In 1817, James Parkinson provided the first detailed description of the clinical pattern of Parkinson’s disease. In 1917, Tretiakoff’s thesis presented the clinicopathological aspects of the disease, showing that the responsible lesions were in the midbrain substantia nigra.
In Parkinson’s disease, dopaminergic neurons in the substantia nigra undergo degeneration, loss, and gliosis formation. Neuronal neuromelanin breaks down and is released from the cells, resulting in depigmentation. Therefore, macroscopically, the substantia nigra loses its normal brown color and turns whitish. Depigmentation also occurs in the locus coeruleus, causing it to macroscopically lose its normal brown color. These macroscopic findings are characteristic of Parkinson’s disease.
In addition to neuronal loss, brain stem-type Lewy bodies are formed in cell bodies. Lewy body formation occurs in the substantia nigra and extensively throughout the brain stem nuclei, including the oculomotor nucleus, locus coeruleus, and dorsal nucleus of the vagus nerve. In the cerebrum, Lewy bodies are also prone to forming within neurons in the Meynert basal ganglia, hypothalamus, and amygdala. Cortical Lewy bodies are also observed in the cerebral cortex, albeit in small numbers. In the peripheral nervous system, Lewy bodies appear in the sympathetic and parasympathetic ganglia, intestinal nerve plexuses, and adrenal glands.

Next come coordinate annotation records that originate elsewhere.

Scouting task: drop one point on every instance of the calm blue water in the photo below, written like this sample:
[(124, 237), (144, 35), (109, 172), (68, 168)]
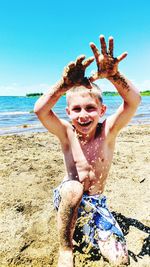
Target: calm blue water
[(17, 111)]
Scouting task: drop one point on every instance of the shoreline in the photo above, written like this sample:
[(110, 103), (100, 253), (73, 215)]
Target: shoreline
[(39, 128), (31, 166)]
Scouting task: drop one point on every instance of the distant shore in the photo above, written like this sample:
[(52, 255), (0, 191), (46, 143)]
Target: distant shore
[(105, 93), (31, 167)]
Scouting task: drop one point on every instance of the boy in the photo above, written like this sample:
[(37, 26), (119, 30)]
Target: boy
[(88, 148)]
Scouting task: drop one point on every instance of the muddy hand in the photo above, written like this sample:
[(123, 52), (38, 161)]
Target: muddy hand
[(107, 64), (74, 72)]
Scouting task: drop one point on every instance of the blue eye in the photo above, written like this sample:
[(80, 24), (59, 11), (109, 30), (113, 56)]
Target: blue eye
[(76, 109)]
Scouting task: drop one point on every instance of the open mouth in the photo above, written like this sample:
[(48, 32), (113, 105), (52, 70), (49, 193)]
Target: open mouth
[(84, 124)]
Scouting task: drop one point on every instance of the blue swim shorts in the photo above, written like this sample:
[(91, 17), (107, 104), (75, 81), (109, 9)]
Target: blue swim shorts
[(95, 222)]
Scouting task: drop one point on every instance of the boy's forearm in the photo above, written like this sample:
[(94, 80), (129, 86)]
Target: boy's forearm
[(126, 89), (46, 102)]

Lewy bodies form not only within cell bodies, but also within neurites. Extracellular Lewy bodies that have been released from cells are also present.
Lewy bodies are positive for α-synuclein and ubiquitin. With α-synuclein and ubiquitin staining, Lewy bodies and some neurites stain positive. These neurites are known as Lewy neurites, or Lewy-related neurites.